Johnny Hallyday a déshérité 2 de ses enfants. Et si nous déshéritions les nôtres ? Dès le 1er septembre, en Belgique, on pourra désormais léguer moins à sa progéniture. La part réservataire, c’est-à-dire le quota obligatoire réservé aux enfants, sera limité à 50%. L’autre moitié de vos avoirs pourra être répartie comme vous le souhaitez.
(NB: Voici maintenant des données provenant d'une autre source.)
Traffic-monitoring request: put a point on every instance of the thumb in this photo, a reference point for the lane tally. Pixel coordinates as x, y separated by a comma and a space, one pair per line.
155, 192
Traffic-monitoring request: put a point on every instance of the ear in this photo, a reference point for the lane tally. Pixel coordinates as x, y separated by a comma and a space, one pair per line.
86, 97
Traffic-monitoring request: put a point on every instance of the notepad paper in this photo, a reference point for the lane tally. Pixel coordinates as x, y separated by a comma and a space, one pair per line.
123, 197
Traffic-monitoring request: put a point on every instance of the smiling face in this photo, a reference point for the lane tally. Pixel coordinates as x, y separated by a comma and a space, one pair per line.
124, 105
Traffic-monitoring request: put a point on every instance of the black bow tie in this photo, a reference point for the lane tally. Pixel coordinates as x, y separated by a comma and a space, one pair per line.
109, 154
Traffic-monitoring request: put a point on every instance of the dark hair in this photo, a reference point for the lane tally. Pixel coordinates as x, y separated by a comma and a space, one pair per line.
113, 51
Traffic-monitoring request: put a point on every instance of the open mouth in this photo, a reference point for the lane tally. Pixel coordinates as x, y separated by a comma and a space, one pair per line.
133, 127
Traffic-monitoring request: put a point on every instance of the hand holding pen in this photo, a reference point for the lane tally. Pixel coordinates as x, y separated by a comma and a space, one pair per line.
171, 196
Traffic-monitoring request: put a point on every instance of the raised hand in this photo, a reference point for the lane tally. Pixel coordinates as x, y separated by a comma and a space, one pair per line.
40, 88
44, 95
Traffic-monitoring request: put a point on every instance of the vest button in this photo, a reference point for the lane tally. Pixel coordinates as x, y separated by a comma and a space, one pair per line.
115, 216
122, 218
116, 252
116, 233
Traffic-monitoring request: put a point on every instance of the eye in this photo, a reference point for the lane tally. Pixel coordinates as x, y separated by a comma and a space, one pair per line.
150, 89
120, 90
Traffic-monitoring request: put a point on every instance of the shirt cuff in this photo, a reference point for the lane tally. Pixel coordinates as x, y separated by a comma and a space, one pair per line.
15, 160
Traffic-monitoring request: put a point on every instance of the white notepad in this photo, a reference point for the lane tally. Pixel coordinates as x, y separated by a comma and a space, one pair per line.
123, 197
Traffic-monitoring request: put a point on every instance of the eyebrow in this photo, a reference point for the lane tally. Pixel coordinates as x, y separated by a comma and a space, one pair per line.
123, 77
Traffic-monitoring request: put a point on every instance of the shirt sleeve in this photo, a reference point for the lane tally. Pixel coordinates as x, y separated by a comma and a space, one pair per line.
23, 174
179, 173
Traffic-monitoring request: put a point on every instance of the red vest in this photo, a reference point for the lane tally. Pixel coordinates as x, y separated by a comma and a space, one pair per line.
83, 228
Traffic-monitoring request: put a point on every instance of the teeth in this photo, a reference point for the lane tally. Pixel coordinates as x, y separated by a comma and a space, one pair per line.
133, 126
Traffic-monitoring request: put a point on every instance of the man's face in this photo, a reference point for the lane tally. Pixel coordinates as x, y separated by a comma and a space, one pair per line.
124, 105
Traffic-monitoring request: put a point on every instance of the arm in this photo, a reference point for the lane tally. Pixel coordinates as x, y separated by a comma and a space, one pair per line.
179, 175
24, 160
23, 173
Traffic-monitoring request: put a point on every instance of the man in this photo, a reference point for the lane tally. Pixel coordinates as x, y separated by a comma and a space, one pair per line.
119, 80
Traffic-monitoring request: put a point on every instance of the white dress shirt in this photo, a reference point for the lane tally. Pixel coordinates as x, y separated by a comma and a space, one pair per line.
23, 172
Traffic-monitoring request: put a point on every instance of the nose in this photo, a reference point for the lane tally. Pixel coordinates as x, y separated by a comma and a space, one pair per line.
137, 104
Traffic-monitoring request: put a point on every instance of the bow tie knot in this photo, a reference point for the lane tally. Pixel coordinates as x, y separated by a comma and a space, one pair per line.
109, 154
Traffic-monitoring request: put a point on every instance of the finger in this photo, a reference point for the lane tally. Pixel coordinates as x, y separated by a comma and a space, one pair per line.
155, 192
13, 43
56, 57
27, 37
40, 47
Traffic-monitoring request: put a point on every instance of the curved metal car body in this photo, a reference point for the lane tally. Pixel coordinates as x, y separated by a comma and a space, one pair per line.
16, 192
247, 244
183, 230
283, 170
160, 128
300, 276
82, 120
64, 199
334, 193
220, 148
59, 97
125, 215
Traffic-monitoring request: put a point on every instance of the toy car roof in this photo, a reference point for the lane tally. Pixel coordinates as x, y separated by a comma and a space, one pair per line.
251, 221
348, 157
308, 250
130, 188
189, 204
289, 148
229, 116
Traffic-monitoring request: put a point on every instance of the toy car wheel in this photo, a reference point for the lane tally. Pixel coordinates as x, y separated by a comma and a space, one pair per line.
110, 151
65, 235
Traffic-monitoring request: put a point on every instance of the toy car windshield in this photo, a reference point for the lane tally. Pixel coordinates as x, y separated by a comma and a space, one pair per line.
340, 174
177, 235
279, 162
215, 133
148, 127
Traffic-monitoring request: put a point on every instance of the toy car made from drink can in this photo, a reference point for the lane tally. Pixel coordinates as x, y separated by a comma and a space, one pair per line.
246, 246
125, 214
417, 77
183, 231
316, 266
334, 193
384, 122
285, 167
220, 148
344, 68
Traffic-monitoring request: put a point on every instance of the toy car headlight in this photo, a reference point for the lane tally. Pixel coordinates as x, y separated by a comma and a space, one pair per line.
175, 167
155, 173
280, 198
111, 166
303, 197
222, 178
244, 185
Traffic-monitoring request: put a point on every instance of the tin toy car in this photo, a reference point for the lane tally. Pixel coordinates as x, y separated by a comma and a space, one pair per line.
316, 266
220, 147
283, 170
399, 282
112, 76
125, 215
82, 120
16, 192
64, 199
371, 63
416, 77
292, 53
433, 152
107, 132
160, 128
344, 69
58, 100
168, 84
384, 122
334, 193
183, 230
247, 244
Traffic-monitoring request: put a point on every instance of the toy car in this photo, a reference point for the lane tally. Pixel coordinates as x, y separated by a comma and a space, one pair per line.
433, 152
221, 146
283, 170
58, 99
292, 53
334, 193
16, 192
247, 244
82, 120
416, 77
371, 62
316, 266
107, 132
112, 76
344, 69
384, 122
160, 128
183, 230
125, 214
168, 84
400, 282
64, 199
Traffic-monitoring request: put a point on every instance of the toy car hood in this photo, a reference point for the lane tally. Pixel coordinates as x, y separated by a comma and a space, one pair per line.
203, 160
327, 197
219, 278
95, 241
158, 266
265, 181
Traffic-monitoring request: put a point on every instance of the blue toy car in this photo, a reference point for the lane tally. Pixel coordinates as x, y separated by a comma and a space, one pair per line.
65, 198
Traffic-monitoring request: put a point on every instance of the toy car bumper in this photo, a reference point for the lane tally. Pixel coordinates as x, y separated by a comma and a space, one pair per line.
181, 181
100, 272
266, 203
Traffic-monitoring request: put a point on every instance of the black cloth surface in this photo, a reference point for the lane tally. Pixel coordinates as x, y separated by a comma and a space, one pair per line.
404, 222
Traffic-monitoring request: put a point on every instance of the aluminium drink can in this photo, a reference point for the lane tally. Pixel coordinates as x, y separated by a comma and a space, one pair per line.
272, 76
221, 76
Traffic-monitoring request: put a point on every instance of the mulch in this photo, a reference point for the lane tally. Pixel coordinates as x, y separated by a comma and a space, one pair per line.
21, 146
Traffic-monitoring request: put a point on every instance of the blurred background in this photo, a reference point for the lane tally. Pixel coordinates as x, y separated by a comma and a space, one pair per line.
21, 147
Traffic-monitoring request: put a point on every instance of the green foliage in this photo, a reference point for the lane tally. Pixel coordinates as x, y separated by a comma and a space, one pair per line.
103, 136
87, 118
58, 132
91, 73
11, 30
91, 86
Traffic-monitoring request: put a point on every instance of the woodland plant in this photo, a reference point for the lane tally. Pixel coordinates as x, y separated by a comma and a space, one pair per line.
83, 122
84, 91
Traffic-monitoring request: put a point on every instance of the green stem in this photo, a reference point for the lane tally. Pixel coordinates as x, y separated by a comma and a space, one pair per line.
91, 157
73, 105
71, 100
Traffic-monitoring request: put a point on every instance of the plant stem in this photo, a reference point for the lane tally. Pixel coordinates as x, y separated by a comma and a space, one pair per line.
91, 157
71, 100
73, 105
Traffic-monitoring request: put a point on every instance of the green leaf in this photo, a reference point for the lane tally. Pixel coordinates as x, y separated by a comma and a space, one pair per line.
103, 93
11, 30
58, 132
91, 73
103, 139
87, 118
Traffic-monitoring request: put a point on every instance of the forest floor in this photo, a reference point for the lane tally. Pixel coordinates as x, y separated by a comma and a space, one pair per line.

Selon le vote dans la rue réalisé par Christophe Deborsu pour l'émission C'est pas tous les jours dimanche, 51% des Belges aimeraient avoir la possibilité de déshériter certains ou tous leurs enfants.


"Ça me ferait de la peine qu’ils héritent de moi"

C'est le cas d'Oswald Fenaux, un agent immobilier de Wavre qui a deux enfants d’un premier mariage, puis un troisième enfant et aimerait déshériter les deux premiers. Selon lui, ils lui "crachent à la figure" et il ne les aurait plus vus depuis 22 ans. "Ça me ferait de la peine qu’ils héritent de moi, d’une certaine manière, parce que je me suis battu pendant 15 ans devant la justice pour avoir mon droit parental qui est un droit fondamental. La justice m’a donné raison, mais ça n’a pas été au bout. Quand mes enfants ont eu un âge de majorité, j’ai repris contact avec eux et ils n’ont pas voulu entendre quoi que ce soit. Tout ce que j’ai reçu, c’est un courrier d’insultes. J’ai fait partie d’une association de parents blessés et il y a une base qui est fondamentale, c’est l’article 371 du code civil qui dit : ‘L’enfant et ses père et mère se doivent à tout âge mutuellement respect’. À partir du moment où un enfant vous crache à la figure, et ce n’est pas que j’ai voulu profiter d’une séparation pour ne plus les voir, j’ai fait ce que je devais en terme de pension alimentaire", a-t-il expliqué.


"‘On ne veut plus rien avoir à faire avec toi, on ne veut plus t’entendre, on ne veut plus que tu nous écrives’"

M. Fenaux a continué en indiquant qu’il s’agissait de son sang, mais que leur courrier l’avait trop blessé. "Ils m’écrivent : ‘On ne veut plus rien avoir à faire avec toi, on ne veut plus t’entendre, on ne veut plus que tu nous écrives.’ Alors pourquoi, si je décède, le fruit de mon travail et des générations précédentes, puisque j’ai moi-même hérité, pourquoi est-ce qu’eux mériteraient de l’avoir ?" , a-t-il demandé.

Après une intervention de notre chroniqueuse Emmanuelle Praet qui a indiqué espérer que les enfants de M. Fenaux regardent l'émission pour qu'ils se rendent compte de la situation, Oswald a précisé que si ses deux premiers enfants reprenaient contact avec lui, il serait prêt à changer d'avis.